Space war game improves joint warfighting capability

  • Published
  • By Capt. Angie Blair
  • Air Force Space Command Public Affairs
The Schriever III space war game is under way here, where a 350-person team of space professionals battle in a global environment scenario set in the year 2020.

The simulation was designed to verify space capabilities and tactics and techniques used by the 21st century joint warfighter, officials said.

The game began Feb. 5 and runs through Feb. 11. It brings together officials from about 20 Department of Defense agencies and Australia, Canada, and the United Kingdom to investigate future space systems, the missions they support, and how to ensure their survivability.

“Schriever III is more than a war game -- it’s a valuable forum that establishes partnerships and fosters innovative thought at the strategic- and operational-levels of war,” said Gen. Lance W. Lord, commander of Air Force Space Command.

More specifically, the game examines the capabilities required to ensure global stability and explores how to build a seamless integration of manned and unmanned space systems, supporting homeland defense and U.S. global and theater interests, said Brig. Gen. Daniel J. Darnell, game executive director and commander of the Space Warfare Center at Schriever Air Force Base, Colo.

The phrase “space war game” lends a notion that the game is focused on a military fight in space, but that is not the case, game officials said.

“Our focus is how best to use space assets to coordinate the joint terrestrial fight,” General Darnell said.

The war game aims to ensure the United States maintains its ultimate high ground -- space superiority, officials said.

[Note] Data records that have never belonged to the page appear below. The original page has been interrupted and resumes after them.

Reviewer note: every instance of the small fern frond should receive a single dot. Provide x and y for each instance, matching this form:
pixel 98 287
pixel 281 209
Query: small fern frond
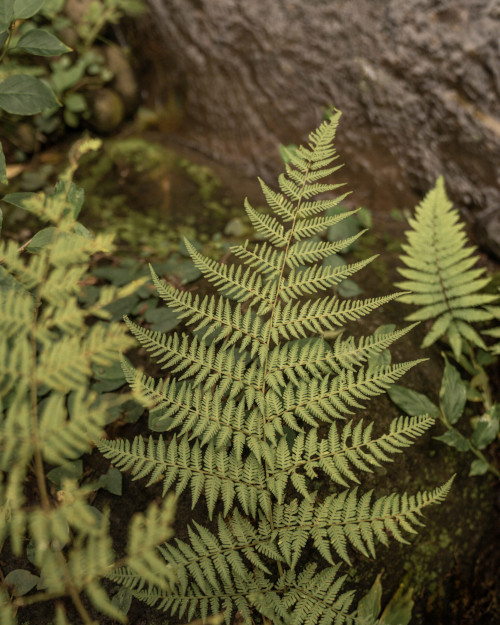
pixel 194 358
pixel 316 278
pixel 337 455
pixel 439 273
pixel 304 252
pixel 335 396
pixel 262 258
pixel 266 225
pixel 216 472
pixel 216 317
pixel 314 597
pixel 234 283
pixel 347 519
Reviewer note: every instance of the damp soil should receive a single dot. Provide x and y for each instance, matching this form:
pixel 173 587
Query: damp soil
pixel 453 563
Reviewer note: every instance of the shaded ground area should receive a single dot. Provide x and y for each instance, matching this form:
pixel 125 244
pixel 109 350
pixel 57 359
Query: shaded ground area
pixel 453 563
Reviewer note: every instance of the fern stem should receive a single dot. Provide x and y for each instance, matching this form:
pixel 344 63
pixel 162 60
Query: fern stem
pixel 37 451
pixel 273 309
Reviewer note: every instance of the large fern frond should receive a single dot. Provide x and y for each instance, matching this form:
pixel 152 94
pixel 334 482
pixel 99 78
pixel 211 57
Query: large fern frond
pixel 243 401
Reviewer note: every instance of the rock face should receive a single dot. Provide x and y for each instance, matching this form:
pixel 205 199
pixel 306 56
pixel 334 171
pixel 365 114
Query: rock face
pixel 418 82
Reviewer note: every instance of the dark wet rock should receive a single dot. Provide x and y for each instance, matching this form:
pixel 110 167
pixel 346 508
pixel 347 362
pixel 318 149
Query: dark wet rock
pixel 418 82
pixel 124 81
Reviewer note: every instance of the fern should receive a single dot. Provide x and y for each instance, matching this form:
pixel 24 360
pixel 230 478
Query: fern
pixel 48 416
pixel 244 399
pixel 441 276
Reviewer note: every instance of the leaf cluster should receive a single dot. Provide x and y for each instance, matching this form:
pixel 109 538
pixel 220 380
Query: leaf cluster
pixel 257 408
pixel 49 348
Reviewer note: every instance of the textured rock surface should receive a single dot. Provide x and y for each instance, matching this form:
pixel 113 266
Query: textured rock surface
pixel 418 81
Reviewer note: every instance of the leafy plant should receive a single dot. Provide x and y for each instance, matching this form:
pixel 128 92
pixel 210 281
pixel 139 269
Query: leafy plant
pixel 20 92
pixel 440 275
pixel 446 286
pixel 255 404
pixel 49 417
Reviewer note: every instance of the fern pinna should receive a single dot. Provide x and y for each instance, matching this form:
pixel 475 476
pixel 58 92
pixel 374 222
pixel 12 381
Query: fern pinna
pixel 257 403
pixel 441 276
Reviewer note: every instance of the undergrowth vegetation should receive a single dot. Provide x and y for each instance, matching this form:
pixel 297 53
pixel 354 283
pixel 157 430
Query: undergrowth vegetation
pixel 256 409
pixel 260 406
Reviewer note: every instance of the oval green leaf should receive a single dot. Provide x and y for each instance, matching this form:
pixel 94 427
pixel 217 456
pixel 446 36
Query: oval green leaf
pixel 453 394
pixel 41 43
pixel 22 580
pixel 25 95
pixel 26 8
pixel 6 14
pixel 3 167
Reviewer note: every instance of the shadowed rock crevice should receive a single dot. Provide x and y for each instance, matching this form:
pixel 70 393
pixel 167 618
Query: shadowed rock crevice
pixel 419 83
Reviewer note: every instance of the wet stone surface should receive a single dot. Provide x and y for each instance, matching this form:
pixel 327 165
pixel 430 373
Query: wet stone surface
pixel 419 85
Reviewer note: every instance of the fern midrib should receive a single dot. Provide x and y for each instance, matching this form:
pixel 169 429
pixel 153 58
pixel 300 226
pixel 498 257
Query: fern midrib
pixel 438 268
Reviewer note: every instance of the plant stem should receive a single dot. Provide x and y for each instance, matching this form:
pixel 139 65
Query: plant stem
pixel 5 46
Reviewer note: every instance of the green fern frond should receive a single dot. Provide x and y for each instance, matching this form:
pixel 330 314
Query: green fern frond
pixel 337 455
pixel 233 282
pixel 316 278
pixel 439 273
pixel 216 472
pixel 346 519
pixel 262 258
pixel 305 252
pixel 266 225
pixel 334 396
pixel 244 399
pixel 216 317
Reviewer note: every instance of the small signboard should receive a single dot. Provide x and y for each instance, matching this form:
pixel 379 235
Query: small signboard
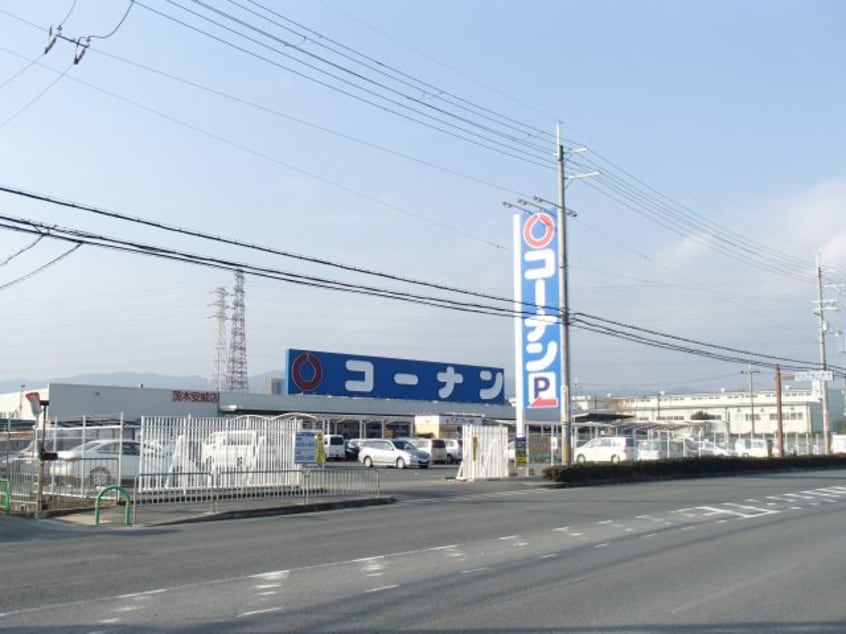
pixel 308 447
pixel 814 375
pixel 520 454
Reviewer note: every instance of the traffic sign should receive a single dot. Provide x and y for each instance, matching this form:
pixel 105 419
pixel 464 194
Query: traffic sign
pixel 814 375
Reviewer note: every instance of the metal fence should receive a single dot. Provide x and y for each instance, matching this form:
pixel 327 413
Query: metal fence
pixel 209 489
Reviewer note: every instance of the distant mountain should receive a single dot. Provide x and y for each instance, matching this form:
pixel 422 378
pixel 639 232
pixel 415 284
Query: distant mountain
pixel 258 384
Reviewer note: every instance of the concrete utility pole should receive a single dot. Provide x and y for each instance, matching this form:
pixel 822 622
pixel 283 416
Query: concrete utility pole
pixel 566 449
pixel 779 418
pixel 566 374
pixel 823 364
pixel 751 373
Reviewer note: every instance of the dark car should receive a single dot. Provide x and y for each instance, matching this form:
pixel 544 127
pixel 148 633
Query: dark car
pixel 353 447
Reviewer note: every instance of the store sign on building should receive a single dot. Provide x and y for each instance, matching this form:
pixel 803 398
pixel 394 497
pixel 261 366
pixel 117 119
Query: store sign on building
pixel 195 397
pixel 538 298
pixel 334 374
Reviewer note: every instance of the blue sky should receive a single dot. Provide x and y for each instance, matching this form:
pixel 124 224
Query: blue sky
pixel 732 110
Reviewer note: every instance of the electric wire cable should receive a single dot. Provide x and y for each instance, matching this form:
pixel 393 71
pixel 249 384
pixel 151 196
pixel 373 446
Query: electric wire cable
pixel 274 160
pixel 498 147
pixel 22 250
pixel 35 98
pixel 41 268
pixel 17 74
pixel 382 68
pixel 359 76
pixel 70 11
pixel 83 237
pixel 117 26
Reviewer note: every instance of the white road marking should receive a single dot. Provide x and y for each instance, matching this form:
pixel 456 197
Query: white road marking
pixel 382 588
pixel 730 590
pixel 265 611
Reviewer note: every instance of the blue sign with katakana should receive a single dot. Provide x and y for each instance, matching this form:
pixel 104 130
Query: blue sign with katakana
pixel 334 374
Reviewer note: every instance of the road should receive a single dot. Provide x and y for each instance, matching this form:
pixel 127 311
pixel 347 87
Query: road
pixel 750 554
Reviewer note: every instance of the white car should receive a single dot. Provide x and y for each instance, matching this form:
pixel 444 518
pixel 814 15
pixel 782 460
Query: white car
pixel 606 449
pixel 753 447
pixel 392 453
pixel 435 447
pixel 98 462
pixel 454 450
pixel 659 449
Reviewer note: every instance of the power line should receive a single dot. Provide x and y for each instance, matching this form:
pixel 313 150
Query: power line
pixel 38 96
pixel 22 250
pixel 272 159
pixel 100 211
pixel 41 268
pixel 467 135
pixel 117 26
pixel 622 331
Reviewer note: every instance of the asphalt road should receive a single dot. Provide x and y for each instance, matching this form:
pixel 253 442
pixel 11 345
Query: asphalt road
pixel 751 554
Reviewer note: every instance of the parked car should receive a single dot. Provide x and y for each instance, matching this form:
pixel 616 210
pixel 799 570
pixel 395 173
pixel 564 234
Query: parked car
pixel 606 449
pixel 353 446
pixel 230 450
pixel 98 462
pixel 659 449
pixel 455 452
pixel 393 453
pixel 753 447
pixel 435 447
pixel 334 447
pixel 710 448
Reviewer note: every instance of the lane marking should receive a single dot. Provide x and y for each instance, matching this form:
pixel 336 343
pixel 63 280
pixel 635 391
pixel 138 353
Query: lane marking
pixel 730 590
pixel 265 611
pixel 382 588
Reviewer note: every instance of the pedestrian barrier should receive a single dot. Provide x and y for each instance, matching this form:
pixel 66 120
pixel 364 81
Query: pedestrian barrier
pixel 213 487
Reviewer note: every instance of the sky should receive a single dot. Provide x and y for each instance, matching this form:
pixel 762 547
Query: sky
pixel 716 128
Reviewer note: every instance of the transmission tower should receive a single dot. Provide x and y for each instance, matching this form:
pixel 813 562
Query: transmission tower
pixel 220 366
pixel 236 378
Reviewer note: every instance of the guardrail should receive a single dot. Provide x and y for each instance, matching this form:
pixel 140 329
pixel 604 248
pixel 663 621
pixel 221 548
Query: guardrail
pixel 213 487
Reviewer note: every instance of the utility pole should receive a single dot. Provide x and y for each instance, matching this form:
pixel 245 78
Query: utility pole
pixel 820 311
pixel 779 418
pixel 751 373
pixel 563 212
pixel 566 449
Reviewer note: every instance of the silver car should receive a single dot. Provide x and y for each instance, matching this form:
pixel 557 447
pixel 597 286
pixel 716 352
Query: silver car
pixel 392 453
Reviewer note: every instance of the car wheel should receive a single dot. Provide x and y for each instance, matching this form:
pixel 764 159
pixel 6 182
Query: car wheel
pixel 99 477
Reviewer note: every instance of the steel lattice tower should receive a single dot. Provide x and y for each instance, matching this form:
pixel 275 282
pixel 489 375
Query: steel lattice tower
pixel 220 368
pixel 236 376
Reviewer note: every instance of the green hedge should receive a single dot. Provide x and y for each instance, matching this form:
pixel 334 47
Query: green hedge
pixel 599 473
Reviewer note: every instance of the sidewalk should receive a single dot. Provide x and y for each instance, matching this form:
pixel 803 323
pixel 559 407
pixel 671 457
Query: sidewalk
pixel 114 516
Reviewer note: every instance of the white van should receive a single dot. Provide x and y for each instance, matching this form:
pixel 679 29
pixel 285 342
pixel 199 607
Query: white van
pixel 435 447
pixel 606 449
pixel 334 447
pixel 753 447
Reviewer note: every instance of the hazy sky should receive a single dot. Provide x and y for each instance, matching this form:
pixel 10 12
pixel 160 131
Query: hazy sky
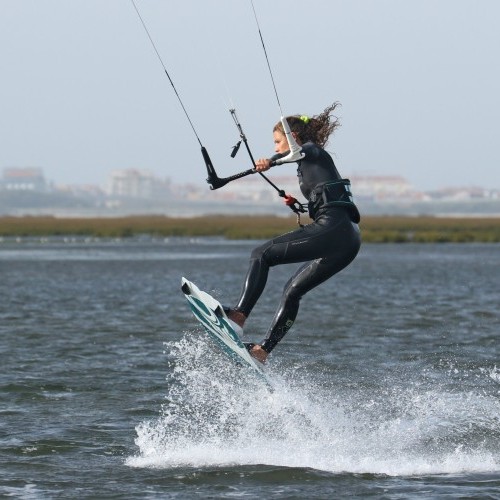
pixel 82 92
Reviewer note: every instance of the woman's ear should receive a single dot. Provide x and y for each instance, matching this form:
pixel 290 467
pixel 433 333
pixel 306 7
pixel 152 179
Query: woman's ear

There are very few things in conventional combat today that do not involve space systems, General Darnell said. Missile warning, battle-space awareness, precision munitions guidance, navigation and timing, and military satellite communications all critically rely on space support.

How to consistently provide these combat tools to the joint warfighter is a focus area in the war game, officials said. Game participants investigate the optimal combination of space, air and near space assets to best support the warfighter.

“Space is a medium just like air, land and sea,” General Darnell said. “Our goal is to ensure we have the assets our warfighters and national decision-makers need to maintain space superiority.”

Near-space maneuvering vehicles, for example, will augment satellite constellations gaps for the combatant commander in the game scenario. Communication, friendly-force tracking, imaging capability and signals intelligence gathering are few of the areas that near-space capabilities can complement.

The near-space concept is a subset of joint warfighting space, and Air Force Chief of Staff Gen. John P. Jumper’s initiative to more rapidly and effectively harnesses space-based communications and intelligence capabilities to support warfighters on the battlefield.

Near space is the outermost part of the atmosphere, generally defined as the area between 65,000 feet and 320,000 feet above ground. Near-space platforms under development that might operate in a new mission area include balloons and unmanned aerial vehicles, officials said.

Machine-to-machine integration is another focus area during the game, officials said. The concept will ultimately speed up decision times in getting approval for a pilot to engage a time-sensitive target, improving the information relay process.

“About 90 percent of the time it takes right now to detect a target and to decide what to do with it and finally get (clearance) back to the pilot is spent in trying to get communication up the chain and back down,” said General Darnell, an experienced fighter pilot. “We’d like to reduce it to an almost instantaneous decision-making process where the only time required is the time it takes for the missile or bomb to arrive on target.”

More specifically, machine-to-machine integration requires different machines cueing one another to look at and validate a specific target. Ideally, decision-makers at the strategic, operational and tactical level would receive and view this information simultaneously, officials said.